Headshots: the hidden neurological risks in contact sports
Tommaso Clerici's investigation into the cerebral consequences of disciplines such as boxing, football and rugby
At first glance, Tommaso Clerici's book might seem a little disturbing. 'Blows to the head', the silent massacre of contact sports, in fact points the spotlight on those sports that, in some cases, can cause undesirable effects - sometimes transient, sometimes chronic - on the brain, on the central nervous system with its reverberations on the mind-body whole of an athlete. Clerici, with a very well-documented book-investigation, goes to select precisely those sports where physical contact is strongest, especially to the head, to understand and explain if, but above all when, the consequences for athletes are too high a price to pay for a spectacle that is beautiful, noble and enthralling: when, in short, the price of the ticket and the enjoyment of the public do not justify the (self)destruction of a person, who is making a free choice when he decides to devote himself to a certain sport, and perhaps to make a (more or less lavish) financial gain from it.
Boxing, first and foremost, but also American football, wrestling, mixed martial arts (MMA), rugby, hockey, even football. For each of these disciplines, the author - a writer and journalist for the online sports magazine 'Ultimo Uomo', himself a boxing enthusiast and practitioner - recounts the stories of athletes, some of them very famous, who have seen their lives turned upside down by the effects of the blows they received in the numerous matches of a career that may have been luminous, but which - once the limelight went out - turned into a nightmare and a burden that was sometimes too heavy for their health.
The worst bogeyman is the so-called Cte, i.e. chronic traumatic encephalopathy, a neurodegenerative disease that is, unfortunately, currently only detectable post mortem, but whose signs are alarm bells even in life: fading memory, depression, unmotivated anger, outbursts of anger and violence, confusion, unconscious gestures and more. Episodes of which the book speaks, naming and shaming athletes from the four corners of the globe, and whose stories are compared and assessed by numerous experts and top sports physicians.

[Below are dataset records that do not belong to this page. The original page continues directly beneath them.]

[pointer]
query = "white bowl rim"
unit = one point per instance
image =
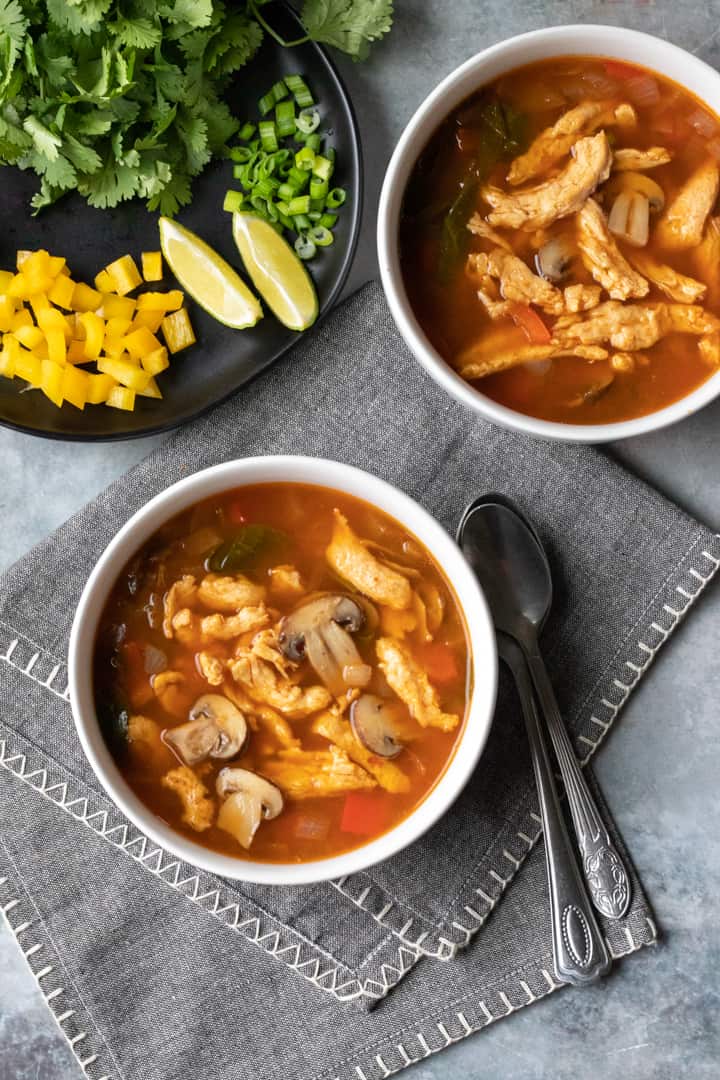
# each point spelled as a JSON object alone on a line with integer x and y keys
{"x": 615, "y": 42}
{"x": 329, "y": 474}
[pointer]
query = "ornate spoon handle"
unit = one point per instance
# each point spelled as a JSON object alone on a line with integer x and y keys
{"x": 605, "y": 872}
{"x": 579, "y": 950}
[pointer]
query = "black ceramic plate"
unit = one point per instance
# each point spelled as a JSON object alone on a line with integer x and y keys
{"x": 223, "y": 359}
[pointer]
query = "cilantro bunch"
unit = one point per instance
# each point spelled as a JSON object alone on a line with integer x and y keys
{"x": 118, "y": 98}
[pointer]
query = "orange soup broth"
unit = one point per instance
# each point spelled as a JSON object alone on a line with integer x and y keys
{"x": 133, "y": 618}
{"x": 446, "y": 305}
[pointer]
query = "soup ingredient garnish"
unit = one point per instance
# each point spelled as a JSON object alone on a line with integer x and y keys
{"x": 53, "y": 328}
{"x": 285, "y": 169}
{"x": 207, "y": 278}
{"x": 116, "y": 104}
{"x": 275, "y": 271}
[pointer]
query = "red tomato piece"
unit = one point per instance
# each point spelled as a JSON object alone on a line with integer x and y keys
{"x": 530, "y": 323}
{"x": 365, "y": 813}
{"x": 439, "y": 662}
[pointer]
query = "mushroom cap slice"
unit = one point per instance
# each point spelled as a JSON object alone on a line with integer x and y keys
{"x": 216, "y": 728}
{"x": 320, "y": 630}
{"x": 372, "y": 720}
{"x": 248, "y": 799}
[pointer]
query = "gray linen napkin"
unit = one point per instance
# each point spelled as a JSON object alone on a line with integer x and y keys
{"x": 154, "y": 970}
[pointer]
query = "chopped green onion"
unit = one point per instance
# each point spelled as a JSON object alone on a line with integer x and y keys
{"x": 304, "y": 247}
{"x": 298, "y": 205}
{"x": 336, "y": 198}
{"x": 268, "y": 135}
{"x": 297, "y": 86}
{"x": 304, "y": 159}
{"x": 285, "y": 119}
{"x": 233, "y": 201}
{"x": 321, "y": 237}
{"x": 308, "y": 121}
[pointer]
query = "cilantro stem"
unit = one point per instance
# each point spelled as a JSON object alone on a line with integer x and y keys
{"x": 273, "y": 34}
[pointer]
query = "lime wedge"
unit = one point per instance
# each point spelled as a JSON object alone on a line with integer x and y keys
{"x": 207, "y": 278}
{"x": 275, "y": 271}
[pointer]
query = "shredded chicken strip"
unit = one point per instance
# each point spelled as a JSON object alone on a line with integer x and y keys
{"x": 556, "y": 142}
{"x": 667, "y": 279}
{"x": 338, "y": 731}
{"x": 627, "y": 160}
{"x": 603, "y": 258}
{"x": 308, "y": 773}
{"x": 410, "y": 683}
{"x": 682, "y": 224}
{"x": 479, "y": 227}
{"x": 350, "y": 557}
{"x": 517, "y": 282}
{"x": 562, "y": 194}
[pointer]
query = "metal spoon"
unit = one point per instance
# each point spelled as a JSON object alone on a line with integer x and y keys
{"x": 500, "y": 536}
{"x": 579, "y": 950}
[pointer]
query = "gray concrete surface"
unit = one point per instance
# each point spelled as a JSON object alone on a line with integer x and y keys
{"x": 656, "y": 1017}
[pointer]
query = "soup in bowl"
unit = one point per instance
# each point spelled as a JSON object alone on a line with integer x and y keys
{"x": 273, "y": 674}
{"x": 551, "y": 248}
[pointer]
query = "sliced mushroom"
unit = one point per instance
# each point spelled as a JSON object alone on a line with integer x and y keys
{"x": 216, "y": 728}
{"x": 248, "y": 799}
{"x": 320, "y": 631}
{"x": 554, "y": 258}
{"x": 375, "y": 725}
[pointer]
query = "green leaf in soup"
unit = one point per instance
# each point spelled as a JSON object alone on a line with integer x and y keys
{"x": 243, "y": 550}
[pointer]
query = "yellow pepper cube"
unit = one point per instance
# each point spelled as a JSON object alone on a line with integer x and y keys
{"x": 29, "y": 336}
{"x": 76, "y": 353}
{"x": 85, "y": 298}
{"x": 160, "y": 301}
{"x": 94, "y": 334}
{"x": 51, "y": 380}
{"x": 28, "y": 366}
{"x": 98, "y": 388}
{"x": 121, "y": 397}
{"x": 126, "y": 373}
{"x": 155, "y": 362}
{"x": 7, "y": 312}
{"x": 152, "y": 390}
{"x": 152, "y": 266}
{"x": 118, "y": 307}
{"x": 124, "y": 274}
{"x": 140, "y": 342}
{"x": 104, "y": 282}
{"x": 75, "y": 386}
{"x": 177, "y": 331}
{"x": 62, "y": 292}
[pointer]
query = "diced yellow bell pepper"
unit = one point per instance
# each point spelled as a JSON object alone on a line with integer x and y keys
{"x": 118, "y": 307}
{"x": 29, "y": 336}
{"x": 149, "y": 319}
{"x": 51, "y": 380}
{"x": 177, "y": 331}
{"x": 152, "y": 266}
{"x": 85, "y": 298}
{"x": 7, "y": 312}
{"x": 75, "y": 386}
{"x": 104, "y": 282}
{"x": 126, "y": 373}
{"x": 98, "y": 388}
{"x": 155, "y": 362}
{"x": 62, "y": 292}
{"x": 121, "y": 397}
{"x": 140, "y": 342}
{"x": 94, "y": 334}
{"x": 76, "y": 353}
{"x": 160, "y": 301}
{"x": 28, "y": 366}
{"x": 124, "y": 274}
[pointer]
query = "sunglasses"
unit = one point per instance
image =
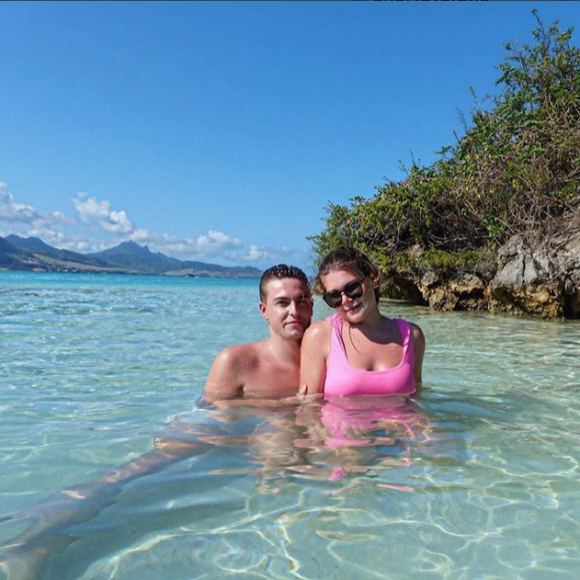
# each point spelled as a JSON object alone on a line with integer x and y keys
{"x": 352, "y": 290}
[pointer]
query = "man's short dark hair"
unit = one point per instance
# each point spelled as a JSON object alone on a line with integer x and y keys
{"x": 280, "y": 272}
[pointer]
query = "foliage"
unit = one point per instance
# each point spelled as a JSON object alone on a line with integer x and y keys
{"x": 516, "y": 169}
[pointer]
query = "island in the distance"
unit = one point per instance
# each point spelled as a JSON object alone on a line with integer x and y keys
{"x": 17, "y": 253}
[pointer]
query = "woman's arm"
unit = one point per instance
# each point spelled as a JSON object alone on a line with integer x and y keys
{"x": 313, "y": 356}
{"x": 419, "y": 347}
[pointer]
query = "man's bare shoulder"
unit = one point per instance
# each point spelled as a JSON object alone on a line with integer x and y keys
{"x": 239, "y": 356}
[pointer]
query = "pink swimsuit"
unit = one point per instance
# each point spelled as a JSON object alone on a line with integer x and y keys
{"x": 343, "y": 379}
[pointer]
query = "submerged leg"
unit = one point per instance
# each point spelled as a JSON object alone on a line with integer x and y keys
{"x": 25, "y": 557}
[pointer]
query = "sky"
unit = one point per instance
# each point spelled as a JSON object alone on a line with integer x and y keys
{"x": 220, "y": 131}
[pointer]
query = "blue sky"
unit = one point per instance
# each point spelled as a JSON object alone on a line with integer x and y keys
{"x": 219, "y": 131}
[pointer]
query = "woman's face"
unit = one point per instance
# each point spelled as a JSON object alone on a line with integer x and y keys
{"x": 356, "y": 300}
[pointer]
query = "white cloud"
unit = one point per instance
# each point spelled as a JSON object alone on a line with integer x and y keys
{"x": 89, "y": 209}
{"x": 13, "y": 212}
{"x": 96, "y": 227}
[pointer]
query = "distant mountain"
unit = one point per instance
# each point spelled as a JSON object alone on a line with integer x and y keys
{"x": 135, "y": 257}
{"x": 11, "y": 257}
{"x": 18, "y": 253}
{"x": 37, "y": 246}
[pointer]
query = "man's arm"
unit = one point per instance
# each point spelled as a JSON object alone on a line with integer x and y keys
{"x": 225, "y": 379}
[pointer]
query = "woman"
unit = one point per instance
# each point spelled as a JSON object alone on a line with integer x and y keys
{"x": 358, "y": 351}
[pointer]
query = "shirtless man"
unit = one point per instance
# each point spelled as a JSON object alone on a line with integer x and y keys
{"x": 260, "y": 374}
{"x": 266, "y": 373}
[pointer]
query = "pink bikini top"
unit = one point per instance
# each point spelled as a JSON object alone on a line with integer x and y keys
{"x": 343, "y": 379}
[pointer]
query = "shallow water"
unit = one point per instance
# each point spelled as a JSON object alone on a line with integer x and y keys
{"x": 477, "y": 478}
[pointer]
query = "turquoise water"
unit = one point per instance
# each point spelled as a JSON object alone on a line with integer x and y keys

An honest approach to the problem
Clerici's approach is, we believe, of great interest and intellectual honesty: the author is not an opponent as such of the sporting disciplines recounted in the book, on the contrary: he is a sincere enthusiast of them. The introduction to the text recounts his love for boxing and his knowledge of this environment from the inside. This does not detract from the fact that - precisely in order to ensure that these disciplines live on, limiting the disabling consequences for athletes as much as possible - a documented and honest investigation must and can make readers and athletes themselves understand what is at stake in the delicate but fundamental balancing act between health and career. Precisely so that in no context should one have to choose between work and life, between success and the possible harmful consequences of sporting competition pushed to the extreme limit.
Concussions, the book reminds us, have been investigated since the days of ancient medicine, but it was a number of US doctors who, during the 20th century, came to the decisive realisation that single or repeated blows to the head cause multiple haemorrhages in the deepest parts of the brain, causing damage to the brain tissue (which appears bruised, swollen and atrophied), up to Dr Bennet Omalu, who identified the Cte syndrome: the American doctor discovers that, over time and after repeated trauma, the tau proteins present in the brain leak out and accumulate, creating clots that suffocate the brain cells, decreasing their effectiveness and efficiency, before killing them outright in an effect very similar to that seen in Alzheimer's patients.